Un tempo sagre di paese e manifestazioni espositive di prodotti tipici terminavano a ottobre e riprendevano a marzo. Oggi, grazie all’elevata qualità delle strutture leggere e ai nuovi sistemi di riscaldamento, queste iniziative sono diffuse pure nei mesi freddi

 

L'Italia è, insieme alla Spagna, il paese maggiormente legato alle proprie tradizioni locali. Tradizioni che vengono esaltate ogni anno con rievocazioni, feste e sagre. Ciò che in particolare fa risaltare il nostro paese è come in ogni comune esista almeno una festa. Le municipalità in Italia sono 8.101 e quindi è facile rendersi conto della quantità di sagre esistenti, tenendo presente che spesso le sagre all’anno sono ben più di una, considerando anche le iniziative di quartieri e frazioni. A questo panorama già di per sé piuttosto folto sta progressivamente andando ad aggiungersi una grande quantità di nuove manifestazioni. 

 

 

L’Istat solo nel 2004 ha registrato 70 nuove iniziative annuali che sono andate ad infoltire ancora il calendario nazionale. Tuttavia la nuova tendenza è sempre più quella di andare ad arricchire il periodo dei mesi invernali anziché, come è avvenuto fino a pochi anni fa, congestionare ulteriormente quello dei mesi estivi, primaverili e della prima parte dell’autunno. Ma a cosa è dovuta questa inversione di tendenza?

A dare un impulso decisivo alla creazione dei nuovi numerosi eventi sono stati almeno tre fattori. Il primo è la necessità di condurre per tutti i comuni una maggiore attività di autopromozione del territorio: anche luoghi non particolarmente turistici negli anni recenti hanno iniziato a presentarsi sul mercato, valorizzando le proprie risorse nascoste o promuovendo anche «quel poco che c’è, nel modo migliore», per dirlo con le parole del Ministro per le Attività Produttive, Claudio Scajola.

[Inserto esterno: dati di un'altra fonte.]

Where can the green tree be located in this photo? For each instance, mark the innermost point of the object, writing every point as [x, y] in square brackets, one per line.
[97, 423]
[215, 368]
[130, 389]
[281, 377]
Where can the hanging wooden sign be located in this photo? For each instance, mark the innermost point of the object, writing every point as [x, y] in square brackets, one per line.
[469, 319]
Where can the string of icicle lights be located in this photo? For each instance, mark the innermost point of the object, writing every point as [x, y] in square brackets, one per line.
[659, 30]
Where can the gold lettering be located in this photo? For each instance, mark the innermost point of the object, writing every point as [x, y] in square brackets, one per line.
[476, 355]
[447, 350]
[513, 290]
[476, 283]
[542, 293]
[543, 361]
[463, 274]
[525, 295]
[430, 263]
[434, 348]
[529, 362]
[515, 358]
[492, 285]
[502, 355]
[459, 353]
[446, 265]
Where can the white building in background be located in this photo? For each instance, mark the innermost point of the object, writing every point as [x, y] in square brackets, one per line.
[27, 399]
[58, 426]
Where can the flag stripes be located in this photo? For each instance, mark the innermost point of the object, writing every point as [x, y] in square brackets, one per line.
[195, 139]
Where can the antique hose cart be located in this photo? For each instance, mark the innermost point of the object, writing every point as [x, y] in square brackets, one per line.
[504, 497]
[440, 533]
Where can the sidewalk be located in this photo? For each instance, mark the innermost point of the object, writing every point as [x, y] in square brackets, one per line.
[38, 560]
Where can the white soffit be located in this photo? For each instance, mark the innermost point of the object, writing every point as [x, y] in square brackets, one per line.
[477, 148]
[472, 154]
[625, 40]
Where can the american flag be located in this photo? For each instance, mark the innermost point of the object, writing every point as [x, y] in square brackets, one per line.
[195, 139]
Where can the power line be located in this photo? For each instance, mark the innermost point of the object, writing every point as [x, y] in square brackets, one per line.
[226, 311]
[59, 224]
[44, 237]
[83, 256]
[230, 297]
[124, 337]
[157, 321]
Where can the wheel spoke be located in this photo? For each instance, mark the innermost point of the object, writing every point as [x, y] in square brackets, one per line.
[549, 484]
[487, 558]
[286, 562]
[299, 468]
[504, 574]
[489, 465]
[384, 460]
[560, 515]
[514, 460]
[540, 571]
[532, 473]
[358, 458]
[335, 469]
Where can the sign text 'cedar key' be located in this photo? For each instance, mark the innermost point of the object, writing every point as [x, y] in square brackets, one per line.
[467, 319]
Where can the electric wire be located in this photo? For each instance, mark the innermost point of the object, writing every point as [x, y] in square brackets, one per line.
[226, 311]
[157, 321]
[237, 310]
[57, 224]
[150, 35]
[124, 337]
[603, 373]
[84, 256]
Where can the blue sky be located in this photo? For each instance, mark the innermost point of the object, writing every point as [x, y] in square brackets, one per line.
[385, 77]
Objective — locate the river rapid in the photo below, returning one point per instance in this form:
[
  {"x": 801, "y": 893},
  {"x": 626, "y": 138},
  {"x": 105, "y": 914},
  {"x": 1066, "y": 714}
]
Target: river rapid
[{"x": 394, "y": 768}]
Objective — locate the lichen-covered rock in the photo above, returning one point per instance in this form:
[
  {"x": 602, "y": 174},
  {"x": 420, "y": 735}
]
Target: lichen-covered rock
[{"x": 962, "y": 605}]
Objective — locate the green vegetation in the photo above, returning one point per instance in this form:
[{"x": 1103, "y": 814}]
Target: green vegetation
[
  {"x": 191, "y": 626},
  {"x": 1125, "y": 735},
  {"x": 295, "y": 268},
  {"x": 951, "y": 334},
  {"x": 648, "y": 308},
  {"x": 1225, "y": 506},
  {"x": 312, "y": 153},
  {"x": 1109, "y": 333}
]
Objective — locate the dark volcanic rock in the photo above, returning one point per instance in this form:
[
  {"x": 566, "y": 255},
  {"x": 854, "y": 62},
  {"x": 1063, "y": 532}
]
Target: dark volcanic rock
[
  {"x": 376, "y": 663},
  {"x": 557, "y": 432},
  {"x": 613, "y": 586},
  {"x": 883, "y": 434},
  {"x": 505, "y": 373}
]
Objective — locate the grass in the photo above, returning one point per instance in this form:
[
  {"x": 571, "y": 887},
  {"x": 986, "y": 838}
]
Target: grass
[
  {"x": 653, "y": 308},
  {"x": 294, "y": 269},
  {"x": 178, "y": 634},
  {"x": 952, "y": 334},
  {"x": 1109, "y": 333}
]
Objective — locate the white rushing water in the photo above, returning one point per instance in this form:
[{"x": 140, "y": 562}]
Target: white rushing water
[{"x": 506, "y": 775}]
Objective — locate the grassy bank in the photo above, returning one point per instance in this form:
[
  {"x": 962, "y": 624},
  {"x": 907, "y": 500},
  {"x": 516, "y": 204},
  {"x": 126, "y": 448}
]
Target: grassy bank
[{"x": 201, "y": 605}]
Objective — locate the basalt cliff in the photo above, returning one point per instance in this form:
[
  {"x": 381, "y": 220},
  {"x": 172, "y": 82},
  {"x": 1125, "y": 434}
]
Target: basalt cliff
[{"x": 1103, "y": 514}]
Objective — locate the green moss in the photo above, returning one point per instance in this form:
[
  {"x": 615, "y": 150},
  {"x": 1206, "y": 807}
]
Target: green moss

In questo senso, per farsi un’idea della tendenza in crescita di autopromozione del territorio, basta pensare al clamoroso successo degli agriturismo che hanno avuto un vero e proprio boom negli ultimi anni, complici anche le agevolazioni fiscali. Un altro fattore che ha favorito l’ideazione di tante nuove manifestazioni è la concorrenza straniera in Italia. Ogni giorno, e si tratta purtroppo di uno dei punti pesantemente negativi dello strapotere attuale delle multinazionali e della grande distribuzione, i supermercati italiani vengono invasi da merce di provenienza estera, caratterizzata da una qualità inferiore rispetto alle specialità italiane, ma che viene venduta ad un prezzo ultracompetitivo che bene e spesso mette al tappeto il prodotto tipico nostrano benché offra una qualità migliore. 

 

 

Surrogati di formaggi, oli d’oliva, frutta, verdura ed altri elementi fondamentali della nostra cucina arrivano ogni giorno sulle tavole degli italiani che, in alcuni casi addirittura inconsapevolmente, li preferiscono alle specialità di casa nostra decidendo di spendere meno, accettando però di avere meno qualità e genuinità. La riscoperta dei nostri prodotti (la frutta e la verdura ma anche il riso, il vino e quant’altro) sono la ragione dell’invenzione di tante nuove rassegne enogastronomiche che si sono diffuse un po’ in tutta Italia e che, come abbiamo detto, sono andate ad impreziosire i mesi tradizionalmente meno gettonati.

Ma perché questo è accaduto? La scelta dei mesi invernali è stata resa possibile da un fattore fondamentale: l’aumentata qualità ed efficienza delle attrezzature utilizzate dalle organizzazioni, siano esse Pro Loco, amministrazioni o associazioni di produttori. I tendoni riscaldabili, le coperture leggere di ultima generazione e i pratici gazebo sono stati la risposta che gli ideatori delle manifestazioni cercavano per non fermare la macchina organizzativa neppure quando la temperatura esterna scende a valori prossimi allo zero.

Grazie a nuove tecnologie e a nuove soluzioni di montaggio, le strutture di ultima generazione sono facili da montare e possono essere riscaldate in modo efficiente e sicuro grazie ai cosiddetti “funghi” o alle lampade riscaldanti o, ancora, ai grandi impianti di nuova concezione ideati appositamente per l’aerazione di vaste superfici. 

Le manifestazioni enogastronomiche, ma non solo, sono previste in aumento anche per l’inverno prossimo (la Pro Loco nazionale prevede altre venti nuove manifestazioni per il 2006) e l’80% troverà posto nei mesi invernali.  (d.m.)